Canal + se farcit à l’Orange

par Raphaël GARRIGOS et Isabelle ROBERTS
publié le 21 janvier 2011 à 11h14

Ah il est loin, le temps de Casimir… Oui, c'est ainsi qu'il y a encore peu, à Canal +, on surnommait la filiale de France Télécom : «Casimir, le gros Orange.» Aujourd'hui, «chut, on n'a plus le droit de dire ça !» rigole un cadre de Canal +. Car le temps est aux accolades entre la chaîne cryptée et Orange. Hier, les deux ont annoncé ce qui «n'est encore qu'un projet» mais déjà dans les tuyaux depuis des mois : le rapprochement d'Orange Cinéma Séries, le bouquet de chaînes de France Télécom, et de TPS Star, la chaîne du groupe Canal +. Le mariage se fera à 50/50 et les deux auront les manettes à parité ; la nouvelle chaîne, rejetonne d'Orange Ciné Max et de TPS Star, portera le très inventif nom d'Orange Ciné Star et proposera essentiellement du cinéma et des séries.

Un joli habillage pour camoufler un beau fiasco : celui d'Orange dans la télé. C'était en 2008, et celui qui était alors à la tête de France Télécom, Didier Lombard, plastronnait : «Le monopole de la télévision payante est terminé.» On allait voir ce qu'on allait voir : pour la première fois, un opérateur télécom se lançait dans le contenu. Première étape : Orange chipe une petite partie des droits du foot à Canal +. Las, pour un seul match le samedi et quelques zakouskis en VOD, l'opérateur débourse la somme astronomique de 203 millions d'euros par an. L'OPA d'Orange sur la télé payante se poursuit avec la main basse sur des contrats avec des studios, jusque-là détenus par Canal + : Warner, Gaumont et HBO, prémices du bouquet Orange Cinéma Séries aujourd'hui marié.

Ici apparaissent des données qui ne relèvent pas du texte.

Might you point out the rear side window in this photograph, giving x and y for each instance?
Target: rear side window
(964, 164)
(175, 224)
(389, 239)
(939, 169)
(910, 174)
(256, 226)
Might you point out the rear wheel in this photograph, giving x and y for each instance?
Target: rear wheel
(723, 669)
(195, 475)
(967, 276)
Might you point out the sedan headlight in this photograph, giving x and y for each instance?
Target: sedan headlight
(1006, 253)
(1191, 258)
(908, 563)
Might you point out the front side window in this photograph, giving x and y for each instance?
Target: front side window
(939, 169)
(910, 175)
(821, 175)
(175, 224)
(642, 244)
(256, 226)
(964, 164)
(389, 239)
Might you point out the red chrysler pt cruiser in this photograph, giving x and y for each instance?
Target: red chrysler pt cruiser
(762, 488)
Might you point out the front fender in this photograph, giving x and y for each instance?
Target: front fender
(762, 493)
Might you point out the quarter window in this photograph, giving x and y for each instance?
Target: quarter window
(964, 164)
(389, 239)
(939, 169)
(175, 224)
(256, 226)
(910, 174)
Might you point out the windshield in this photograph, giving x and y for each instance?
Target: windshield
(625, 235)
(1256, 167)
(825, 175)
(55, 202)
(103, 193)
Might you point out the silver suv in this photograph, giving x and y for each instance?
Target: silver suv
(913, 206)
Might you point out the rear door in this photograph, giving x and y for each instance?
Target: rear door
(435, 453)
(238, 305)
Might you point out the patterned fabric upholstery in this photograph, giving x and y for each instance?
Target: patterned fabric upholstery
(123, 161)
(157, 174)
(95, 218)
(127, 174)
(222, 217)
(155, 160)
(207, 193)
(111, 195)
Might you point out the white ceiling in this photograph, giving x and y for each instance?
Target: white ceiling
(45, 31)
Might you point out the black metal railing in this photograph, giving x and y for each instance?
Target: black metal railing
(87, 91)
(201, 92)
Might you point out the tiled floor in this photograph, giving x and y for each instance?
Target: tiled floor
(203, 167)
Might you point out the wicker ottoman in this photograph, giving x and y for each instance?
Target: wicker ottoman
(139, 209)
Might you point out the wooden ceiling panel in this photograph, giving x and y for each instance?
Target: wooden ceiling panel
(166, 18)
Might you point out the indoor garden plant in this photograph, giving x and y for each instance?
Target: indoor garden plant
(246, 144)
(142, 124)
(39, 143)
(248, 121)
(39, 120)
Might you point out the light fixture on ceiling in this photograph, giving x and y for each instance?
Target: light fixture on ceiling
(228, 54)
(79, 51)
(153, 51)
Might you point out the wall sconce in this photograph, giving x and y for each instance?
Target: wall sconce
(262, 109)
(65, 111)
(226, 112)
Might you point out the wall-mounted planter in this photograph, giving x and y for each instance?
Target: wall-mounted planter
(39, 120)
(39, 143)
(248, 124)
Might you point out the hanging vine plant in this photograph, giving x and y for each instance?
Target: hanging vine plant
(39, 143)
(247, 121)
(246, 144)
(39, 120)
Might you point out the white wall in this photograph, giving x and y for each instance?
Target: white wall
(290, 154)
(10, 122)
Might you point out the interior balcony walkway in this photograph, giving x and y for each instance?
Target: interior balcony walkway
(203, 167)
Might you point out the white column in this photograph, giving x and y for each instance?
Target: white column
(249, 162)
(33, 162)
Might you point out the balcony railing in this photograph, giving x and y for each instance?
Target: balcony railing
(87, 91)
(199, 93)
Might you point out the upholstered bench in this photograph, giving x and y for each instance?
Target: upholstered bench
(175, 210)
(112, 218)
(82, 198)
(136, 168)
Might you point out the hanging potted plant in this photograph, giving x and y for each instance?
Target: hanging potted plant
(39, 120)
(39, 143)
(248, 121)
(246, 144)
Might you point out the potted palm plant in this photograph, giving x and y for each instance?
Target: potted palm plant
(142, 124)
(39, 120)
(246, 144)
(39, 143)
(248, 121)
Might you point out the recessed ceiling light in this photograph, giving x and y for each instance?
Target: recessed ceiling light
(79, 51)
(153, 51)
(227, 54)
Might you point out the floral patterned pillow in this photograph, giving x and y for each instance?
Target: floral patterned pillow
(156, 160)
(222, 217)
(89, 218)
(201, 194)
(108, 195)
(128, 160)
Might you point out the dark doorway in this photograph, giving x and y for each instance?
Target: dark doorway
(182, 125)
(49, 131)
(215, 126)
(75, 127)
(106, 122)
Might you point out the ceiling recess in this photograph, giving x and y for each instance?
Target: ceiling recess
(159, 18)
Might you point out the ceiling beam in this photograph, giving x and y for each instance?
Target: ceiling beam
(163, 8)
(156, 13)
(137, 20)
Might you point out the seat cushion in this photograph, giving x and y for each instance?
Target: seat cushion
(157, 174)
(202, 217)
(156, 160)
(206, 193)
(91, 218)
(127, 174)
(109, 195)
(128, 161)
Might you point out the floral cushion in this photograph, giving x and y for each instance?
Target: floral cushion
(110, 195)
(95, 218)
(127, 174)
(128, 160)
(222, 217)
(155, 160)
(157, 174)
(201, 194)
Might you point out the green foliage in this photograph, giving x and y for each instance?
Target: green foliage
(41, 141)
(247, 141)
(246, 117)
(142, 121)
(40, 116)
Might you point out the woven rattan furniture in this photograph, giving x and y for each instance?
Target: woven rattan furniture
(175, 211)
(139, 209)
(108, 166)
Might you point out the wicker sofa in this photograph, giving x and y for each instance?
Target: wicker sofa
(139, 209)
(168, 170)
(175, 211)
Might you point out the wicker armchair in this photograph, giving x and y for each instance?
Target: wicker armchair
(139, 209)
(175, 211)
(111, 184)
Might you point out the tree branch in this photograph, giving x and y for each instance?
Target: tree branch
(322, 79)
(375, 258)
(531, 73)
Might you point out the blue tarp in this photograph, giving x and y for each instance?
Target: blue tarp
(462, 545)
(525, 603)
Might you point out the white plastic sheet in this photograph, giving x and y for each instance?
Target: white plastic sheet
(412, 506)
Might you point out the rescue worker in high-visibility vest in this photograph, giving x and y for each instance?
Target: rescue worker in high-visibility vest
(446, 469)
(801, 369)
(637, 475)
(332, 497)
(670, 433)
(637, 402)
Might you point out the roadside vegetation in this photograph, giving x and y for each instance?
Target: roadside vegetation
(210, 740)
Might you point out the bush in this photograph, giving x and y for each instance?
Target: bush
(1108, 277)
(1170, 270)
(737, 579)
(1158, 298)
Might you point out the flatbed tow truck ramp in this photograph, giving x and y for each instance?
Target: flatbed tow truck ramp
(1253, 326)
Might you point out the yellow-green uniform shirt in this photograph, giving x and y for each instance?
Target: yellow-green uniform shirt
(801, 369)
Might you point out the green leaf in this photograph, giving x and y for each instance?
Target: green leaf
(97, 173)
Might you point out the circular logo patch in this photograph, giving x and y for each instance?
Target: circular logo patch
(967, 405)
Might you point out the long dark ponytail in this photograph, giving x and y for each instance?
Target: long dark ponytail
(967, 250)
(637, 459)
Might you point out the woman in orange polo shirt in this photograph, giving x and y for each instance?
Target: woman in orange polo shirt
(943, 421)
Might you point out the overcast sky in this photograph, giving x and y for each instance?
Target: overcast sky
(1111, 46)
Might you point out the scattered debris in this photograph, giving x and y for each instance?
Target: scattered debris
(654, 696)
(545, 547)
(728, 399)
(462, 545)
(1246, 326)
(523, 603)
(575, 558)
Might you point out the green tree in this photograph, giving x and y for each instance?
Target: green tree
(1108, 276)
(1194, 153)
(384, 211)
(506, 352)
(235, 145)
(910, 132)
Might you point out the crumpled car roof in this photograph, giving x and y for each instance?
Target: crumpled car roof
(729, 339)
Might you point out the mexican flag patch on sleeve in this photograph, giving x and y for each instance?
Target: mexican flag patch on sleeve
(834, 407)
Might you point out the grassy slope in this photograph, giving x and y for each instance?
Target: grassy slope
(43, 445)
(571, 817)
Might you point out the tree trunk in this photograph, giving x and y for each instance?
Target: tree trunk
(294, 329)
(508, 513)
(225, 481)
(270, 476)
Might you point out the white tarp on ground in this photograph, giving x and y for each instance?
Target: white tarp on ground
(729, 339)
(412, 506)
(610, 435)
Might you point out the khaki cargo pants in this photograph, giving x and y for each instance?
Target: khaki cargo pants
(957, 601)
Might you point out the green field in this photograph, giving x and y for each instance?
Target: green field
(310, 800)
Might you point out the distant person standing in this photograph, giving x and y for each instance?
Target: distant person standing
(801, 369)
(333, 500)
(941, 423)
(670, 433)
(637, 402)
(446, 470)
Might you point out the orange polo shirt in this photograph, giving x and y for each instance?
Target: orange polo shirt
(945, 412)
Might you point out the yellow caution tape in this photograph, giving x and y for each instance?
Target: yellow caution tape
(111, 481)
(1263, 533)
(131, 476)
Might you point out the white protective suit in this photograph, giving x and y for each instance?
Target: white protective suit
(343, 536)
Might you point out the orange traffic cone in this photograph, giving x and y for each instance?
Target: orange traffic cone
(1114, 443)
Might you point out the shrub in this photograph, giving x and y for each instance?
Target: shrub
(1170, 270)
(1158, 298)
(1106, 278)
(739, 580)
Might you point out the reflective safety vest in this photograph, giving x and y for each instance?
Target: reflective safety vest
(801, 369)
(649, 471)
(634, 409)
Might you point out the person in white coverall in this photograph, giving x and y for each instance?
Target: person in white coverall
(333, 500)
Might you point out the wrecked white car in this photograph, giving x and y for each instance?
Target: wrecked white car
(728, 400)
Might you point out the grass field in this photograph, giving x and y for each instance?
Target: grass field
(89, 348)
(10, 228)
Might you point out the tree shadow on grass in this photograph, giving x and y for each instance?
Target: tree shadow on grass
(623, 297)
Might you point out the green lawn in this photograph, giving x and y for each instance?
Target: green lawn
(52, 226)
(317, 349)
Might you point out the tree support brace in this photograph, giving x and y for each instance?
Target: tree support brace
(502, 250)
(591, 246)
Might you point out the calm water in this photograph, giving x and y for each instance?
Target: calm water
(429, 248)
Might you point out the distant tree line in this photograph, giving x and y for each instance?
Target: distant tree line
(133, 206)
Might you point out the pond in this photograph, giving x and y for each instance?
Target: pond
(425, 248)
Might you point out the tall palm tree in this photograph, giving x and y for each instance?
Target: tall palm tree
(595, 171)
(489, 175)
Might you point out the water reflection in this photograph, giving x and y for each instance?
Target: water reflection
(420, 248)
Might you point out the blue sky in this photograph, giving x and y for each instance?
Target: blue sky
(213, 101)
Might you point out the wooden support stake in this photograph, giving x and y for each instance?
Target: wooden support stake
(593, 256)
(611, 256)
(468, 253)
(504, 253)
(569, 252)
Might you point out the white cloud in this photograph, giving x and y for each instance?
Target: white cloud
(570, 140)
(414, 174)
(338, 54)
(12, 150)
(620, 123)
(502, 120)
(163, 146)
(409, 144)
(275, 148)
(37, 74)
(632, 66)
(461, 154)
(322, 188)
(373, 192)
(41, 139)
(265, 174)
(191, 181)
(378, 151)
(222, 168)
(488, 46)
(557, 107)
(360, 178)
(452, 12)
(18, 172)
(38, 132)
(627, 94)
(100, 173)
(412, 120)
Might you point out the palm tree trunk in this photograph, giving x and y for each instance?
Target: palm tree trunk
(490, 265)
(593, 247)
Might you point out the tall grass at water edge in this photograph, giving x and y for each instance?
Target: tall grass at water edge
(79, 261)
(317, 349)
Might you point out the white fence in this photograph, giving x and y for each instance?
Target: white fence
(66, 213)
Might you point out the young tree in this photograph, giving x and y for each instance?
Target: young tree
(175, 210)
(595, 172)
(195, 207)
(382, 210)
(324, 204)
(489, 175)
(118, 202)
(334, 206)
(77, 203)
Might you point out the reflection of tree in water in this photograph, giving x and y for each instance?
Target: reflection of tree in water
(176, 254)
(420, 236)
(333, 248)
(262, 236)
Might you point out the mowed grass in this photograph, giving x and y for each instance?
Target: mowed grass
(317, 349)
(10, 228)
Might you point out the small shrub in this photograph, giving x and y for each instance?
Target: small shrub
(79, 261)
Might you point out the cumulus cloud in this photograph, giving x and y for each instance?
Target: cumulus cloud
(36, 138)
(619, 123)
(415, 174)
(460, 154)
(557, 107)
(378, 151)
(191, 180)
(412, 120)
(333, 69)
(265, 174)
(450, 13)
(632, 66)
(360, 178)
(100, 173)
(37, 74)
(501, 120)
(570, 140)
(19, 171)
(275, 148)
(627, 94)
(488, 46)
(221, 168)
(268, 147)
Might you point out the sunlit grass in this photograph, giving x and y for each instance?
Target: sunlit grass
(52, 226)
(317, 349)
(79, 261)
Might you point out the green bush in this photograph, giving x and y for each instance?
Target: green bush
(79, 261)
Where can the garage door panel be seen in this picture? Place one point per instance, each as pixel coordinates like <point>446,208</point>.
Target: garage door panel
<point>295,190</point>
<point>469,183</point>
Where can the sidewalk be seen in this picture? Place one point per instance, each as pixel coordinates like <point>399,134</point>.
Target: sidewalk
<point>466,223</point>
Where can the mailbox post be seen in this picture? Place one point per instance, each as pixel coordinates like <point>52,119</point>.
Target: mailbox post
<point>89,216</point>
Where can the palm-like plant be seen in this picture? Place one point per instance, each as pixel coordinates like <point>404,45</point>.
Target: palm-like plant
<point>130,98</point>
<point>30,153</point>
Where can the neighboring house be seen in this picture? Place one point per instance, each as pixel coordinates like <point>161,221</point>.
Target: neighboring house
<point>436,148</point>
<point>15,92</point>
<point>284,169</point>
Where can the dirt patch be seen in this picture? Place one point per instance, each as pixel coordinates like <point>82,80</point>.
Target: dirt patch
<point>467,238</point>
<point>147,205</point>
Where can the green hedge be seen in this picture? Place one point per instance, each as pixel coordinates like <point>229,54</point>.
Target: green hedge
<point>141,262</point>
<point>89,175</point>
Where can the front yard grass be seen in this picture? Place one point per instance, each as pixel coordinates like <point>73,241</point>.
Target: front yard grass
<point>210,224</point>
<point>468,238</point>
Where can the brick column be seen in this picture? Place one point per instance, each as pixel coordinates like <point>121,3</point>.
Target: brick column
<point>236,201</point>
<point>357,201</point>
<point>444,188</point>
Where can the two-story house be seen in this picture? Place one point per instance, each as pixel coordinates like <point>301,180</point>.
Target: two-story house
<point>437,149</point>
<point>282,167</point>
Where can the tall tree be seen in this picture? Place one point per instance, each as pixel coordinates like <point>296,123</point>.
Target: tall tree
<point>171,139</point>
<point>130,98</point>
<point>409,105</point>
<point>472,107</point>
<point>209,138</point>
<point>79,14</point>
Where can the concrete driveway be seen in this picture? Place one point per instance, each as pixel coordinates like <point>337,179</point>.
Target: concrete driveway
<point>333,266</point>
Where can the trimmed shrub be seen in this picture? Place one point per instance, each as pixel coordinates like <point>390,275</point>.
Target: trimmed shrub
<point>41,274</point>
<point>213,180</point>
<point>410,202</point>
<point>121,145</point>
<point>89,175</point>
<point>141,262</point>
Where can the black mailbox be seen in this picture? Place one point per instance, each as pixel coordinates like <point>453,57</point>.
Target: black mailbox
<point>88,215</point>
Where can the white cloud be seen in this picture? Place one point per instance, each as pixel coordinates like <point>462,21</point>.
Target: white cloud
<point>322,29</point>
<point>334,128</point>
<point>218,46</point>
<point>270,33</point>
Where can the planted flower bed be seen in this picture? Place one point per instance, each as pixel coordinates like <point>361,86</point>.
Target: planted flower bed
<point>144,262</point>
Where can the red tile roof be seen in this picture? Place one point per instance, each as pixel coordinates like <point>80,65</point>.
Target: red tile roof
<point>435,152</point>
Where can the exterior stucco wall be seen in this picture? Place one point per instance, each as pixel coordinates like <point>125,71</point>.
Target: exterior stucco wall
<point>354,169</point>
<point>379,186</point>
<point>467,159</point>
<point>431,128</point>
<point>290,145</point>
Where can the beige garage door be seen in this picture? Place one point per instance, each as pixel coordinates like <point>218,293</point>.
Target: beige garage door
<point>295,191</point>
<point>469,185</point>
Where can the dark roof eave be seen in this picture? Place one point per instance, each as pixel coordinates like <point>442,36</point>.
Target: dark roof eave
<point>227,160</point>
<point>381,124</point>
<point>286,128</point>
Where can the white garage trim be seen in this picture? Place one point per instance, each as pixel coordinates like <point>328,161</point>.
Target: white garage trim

Mais trois ans plus tard, le bilan est sans appel. Hier, Stéphane Richard, le successeur de Lombard, l'a dit sans barguigner : avec cette politique de contenus, «nous avons réalisé la plus basse part de conquête de l'histoire d'Orange» , alors qu'au départ ce tout-sur-la-télé était fait pour grappiller de l'abonné sur ADSL. En 2010, Richard avait même lâché que ses télés perdaient 300000 euros par an avec moins de 500000 abonnés sur l'ensemble des cinq chaînes du bouquet (à comparer avec les 10,8 millions de clients du groupe Canal +).

Les chaînes Orange, auparavant exclusivement disponibles via cet opérateur, seront accessibles sur toutes les autres plateformes, câble, satellite et par ADSL qui pourront aussi accueillir la chaîne issue de la fusion. Au final, c’est double bénéf : Orange capitule sur les contenus (l’opérateur a aussi confirmé qu’il ne réinvestirait pas dans la L1) sans -- trop -- perdre la face, et Canal + éponge le déficit de TPS Star, en croquant un nouvel adversaire. Oui, c’est un paradis.